Most of the manufacturers that had competed with Beretta for the military contract refined their prototype weapons and offered them for commercial sale. Among these were the SIG-Sauer P226 and the Walther P88, which each had 15-round standard magazines. Contemporaneously, Austrian engineer Gaston Glock used his expertise in synthetic polymers to develop a revolutionary lightweight handgun with a 17-round standard magazine. Originally intended for the Austrian military, the Glock 17 later became a favorite with American customers.
These new, high-capacity guns were hitting the street at the height of the crack epidemic and the era of the drive-by shooting, in a newly deregulated market—in 1986, Congress had passed the Firearms Owners Protection Act. “There was in essence a perfect storm,” Daniel Webster told me. “That legislation greatly decreased risks for people who were diverting guns to criminals. The standards for convicting someone of violating federal firearms sales laws were increased substantially, at the same time that the penalties for those gun sales violations decreased. [Congress] decreased the budget for the ATF. They decreased the number of compliance inspections that they could do. They also rewrote the criteria for needing to have a federal license to sell firearms. So all those things were at play, including the type of guns that were being made.”

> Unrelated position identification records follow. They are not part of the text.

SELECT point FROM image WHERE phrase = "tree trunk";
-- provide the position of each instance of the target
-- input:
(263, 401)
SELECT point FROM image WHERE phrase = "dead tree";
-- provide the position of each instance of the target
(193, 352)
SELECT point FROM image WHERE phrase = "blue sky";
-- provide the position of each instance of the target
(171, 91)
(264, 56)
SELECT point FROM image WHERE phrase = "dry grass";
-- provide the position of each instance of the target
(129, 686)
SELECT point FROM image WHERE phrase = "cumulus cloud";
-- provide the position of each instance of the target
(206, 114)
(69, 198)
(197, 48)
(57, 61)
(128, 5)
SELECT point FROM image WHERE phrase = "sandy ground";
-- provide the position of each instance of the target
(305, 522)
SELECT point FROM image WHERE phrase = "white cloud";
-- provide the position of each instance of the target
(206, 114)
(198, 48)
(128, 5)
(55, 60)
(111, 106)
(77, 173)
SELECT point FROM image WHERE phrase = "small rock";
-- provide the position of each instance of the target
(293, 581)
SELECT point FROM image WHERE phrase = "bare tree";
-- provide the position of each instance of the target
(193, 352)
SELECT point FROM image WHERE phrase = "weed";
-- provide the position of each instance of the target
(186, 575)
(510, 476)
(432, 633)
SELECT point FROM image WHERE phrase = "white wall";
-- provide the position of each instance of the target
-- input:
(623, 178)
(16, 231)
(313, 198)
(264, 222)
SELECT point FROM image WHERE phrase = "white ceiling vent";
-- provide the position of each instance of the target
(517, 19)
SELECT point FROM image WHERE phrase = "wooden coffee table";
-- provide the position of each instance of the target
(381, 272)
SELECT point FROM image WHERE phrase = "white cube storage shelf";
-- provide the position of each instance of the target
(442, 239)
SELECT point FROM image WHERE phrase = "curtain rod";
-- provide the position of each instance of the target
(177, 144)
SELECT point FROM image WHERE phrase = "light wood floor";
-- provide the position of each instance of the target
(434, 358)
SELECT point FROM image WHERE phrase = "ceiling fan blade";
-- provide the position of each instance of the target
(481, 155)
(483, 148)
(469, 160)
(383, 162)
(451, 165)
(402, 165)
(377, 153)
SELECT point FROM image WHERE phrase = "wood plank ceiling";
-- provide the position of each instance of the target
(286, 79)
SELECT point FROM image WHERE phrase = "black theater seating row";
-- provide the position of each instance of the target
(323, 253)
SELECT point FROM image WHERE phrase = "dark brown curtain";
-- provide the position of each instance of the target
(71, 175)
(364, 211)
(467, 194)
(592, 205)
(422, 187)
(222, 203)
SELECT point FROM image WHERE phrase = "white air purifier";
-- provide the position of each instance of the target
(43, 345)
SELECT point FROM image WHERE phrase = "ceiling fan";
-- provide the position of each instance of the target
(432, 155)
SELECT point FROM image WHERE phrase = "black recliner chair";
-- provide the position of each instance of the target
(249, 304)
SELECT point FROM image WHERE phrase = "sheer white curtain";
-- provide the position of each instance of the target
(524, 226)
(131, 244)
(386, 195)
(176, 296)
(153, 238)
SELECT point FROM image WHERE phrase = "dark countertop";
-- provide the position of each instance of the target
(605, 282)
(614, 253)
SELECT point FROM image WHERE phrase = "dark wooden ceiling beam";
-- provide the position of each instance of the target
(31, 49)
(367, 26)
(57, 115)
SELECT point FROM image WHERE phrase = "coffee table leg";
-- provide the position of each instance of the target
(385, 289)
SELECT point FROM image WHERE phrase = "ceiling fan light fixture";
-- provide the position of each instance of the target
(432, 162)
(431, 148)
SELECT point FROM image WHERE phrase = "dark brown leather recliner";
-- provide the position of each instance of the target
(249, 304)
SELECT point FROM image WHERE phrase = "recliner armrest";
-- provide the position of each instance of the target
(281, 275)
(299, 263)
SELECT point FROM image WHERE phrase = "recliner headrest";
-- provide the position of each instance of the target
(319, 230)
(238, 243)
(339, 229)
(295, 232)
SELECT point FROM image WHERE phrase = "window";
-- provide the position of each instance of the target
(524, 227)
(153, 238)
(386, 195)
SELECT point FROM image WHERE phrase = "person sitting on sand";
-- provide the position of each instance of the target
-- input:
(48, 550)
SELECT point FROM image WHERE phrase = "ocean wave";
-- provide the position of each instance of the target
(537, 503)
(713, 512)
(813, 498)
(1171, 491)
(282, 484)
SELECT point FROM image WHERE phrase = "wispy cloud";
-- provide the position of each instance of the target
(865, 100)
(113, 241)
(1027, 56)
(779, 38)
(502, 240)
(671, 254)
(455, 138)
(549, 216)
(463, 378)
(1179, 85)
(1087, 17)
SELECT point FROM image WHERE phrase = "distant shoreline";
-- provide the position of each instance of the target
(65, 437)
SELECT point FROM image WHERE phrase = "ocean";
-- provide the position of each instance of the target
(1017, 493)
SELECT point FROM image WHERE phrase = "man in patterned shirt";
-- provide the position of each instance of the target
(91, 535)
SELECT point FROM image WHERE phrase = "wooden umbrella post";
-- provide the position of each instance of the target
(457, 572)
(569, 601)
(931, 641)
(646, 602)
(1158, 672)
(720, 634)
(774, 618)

Annual gun deaths peaked in 1993. The following year, Congress adopted an assault-weapons ban that capped magazines at 10 rounds. Since the ban expired in 2004, handguns with 15-round capacity or greater have been used in several mass shootings, including the Virginia Tech massacre (55 victims); the attempted assassination of Representative Gabby Giffords (19 victims); and the 2009 Fort Hood massacre (45 victims). Over the past decade, annual gun deaths have crept gradually upward.
Although military contracts drive innovations that make guns more lethal, the same contracts can also spur advances in safety. In the handgun trials of the 1980s, the U.S. military insisted upon several safety features that were state-of-the-art at the time. The Beretta could be safely de-cocked with a live round in the chamber; a firing-pin block prevented the gun from discharging when dropped; a loaded-chamber indicator allowed the user to confirm, visually and by touch, whether there was a bullet ready to fire. Does this mean the next-generation military handgun will integrate the cutting-edge safety technology of 2014? Will the Army adopt some form of smart gun, ensuring the weapon can only be fired by authorized users?
Critics say smart guns are impractical—too complex, too expensive, and not reliable. Even if the industry were to overcome the technological hurdles, though, the Army isn’t likely to adopt smart-gun technology now or any time soon—why would they? The most obvious application is to prevent a child from discharging a parent’s gun, and American soldiers don’t take their kids into combat. In this regard the military brass seem to differentiate between guns suitable for the bedside table and guns purpose-built for the battlefield—a distinction that sometimes eludes the American public.
Whatever new handgun the Army adopts to replace the M9, it will fire a more powerful cartridge than the Beretta’s 9mm. This could be the .45-caliber ammo currently used by the Marines or, according to an Army spokesperson, it could be the .357 SIG or .40 S&W, two cartridges that didn’t exist in the '80s, and which were developed for law enforcement officers to counter increasingly well-armed criminals. It might be quite some time before the Army selects a winning design and awards the new contract. Once they do, you can expect to find an almost indistinguishable pistol in a gun shop near you.